When we drove back into town, Elaine spotted another group, in a parking lot of all places. One U-turn and they were ours.

[Some more rocks.]

Bushmiller’s rocks are rounded and clumped, snow-white on a snow-white lawn. These rocks would never have passed muster in a Nancy strip. But they’re more than I ever expected to find.

Thank you, Elaine.


4:03 p.m.: And here at last is the triad that was just down the street, right under our noses all along, as neat a bunch of rocks as you’d ever want to see:

[Still more rocks.]

And here is the instigator of the quest:

[Elaine Fine, wearing a hat and surrounded by vines.]


January 31, 2018: “Some rocks” appears to have its origin in the lawn outside Ernie Bushmiller’s house in Stamford, Connecticut. From Paul Karasik and Mark Newgarden’s How to Read “Nancy”: The Elements of Comics in Three Easy Panels (Seattle: Fantagraphics, 2017):
The rambling grounds offered ample foliage and wildlife, and a “one-hole golf course” that the non-golfer routinely ignored. A small grouping of rounded white rocks cropped out from the closely trimmed lawn outside his studio window and became part of his strip’s iconography.
Other posts, other rocks
Zippy : Zippy : Zippy : Zippy : Zippy : Lassie and Zippy : Conversational rocks

[Nancy panel found via Nancy Panels. Zippy cartoonist Bill Griffith often pays homage to Bushmiller’s rocks.]

comments: 7

Elaine Fine said...

. . . and on the way home I spied "some" more just one block away from our street! You never know what treasures you might find in your neighborhood!

That outing will remain one of my favorites.

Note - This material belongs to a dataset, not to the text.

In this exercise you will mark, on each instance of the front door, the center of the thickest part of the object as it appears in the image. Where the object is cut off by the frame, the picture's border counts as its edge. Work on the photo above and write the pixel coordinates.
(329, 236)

[For people who don't live in a small midwestern college town that mostly sleeps during the summer, this is an example of the way we have fun.]

Michael Leddy said...

I’ll go get the picture. Cover me.

Michael Leddy said...

Doing my best not to embarrass you. :)

Geo-B said...

What i'm most impressed about this incident is your partner's willingness to instigate/participate in this adventure. (What a pair) Cool! Awesome! Fantastic!

Michael Leddy said...

Yes, she’s all that.

Fresca said...

This is delightful!
I will be on the lookout now for "some rocks".

Michael Leddy said...

It’s funny how the possibility of “some rocks” can become a part of ordinary walking-around attention. So far I haven’t seen any more examples in real life.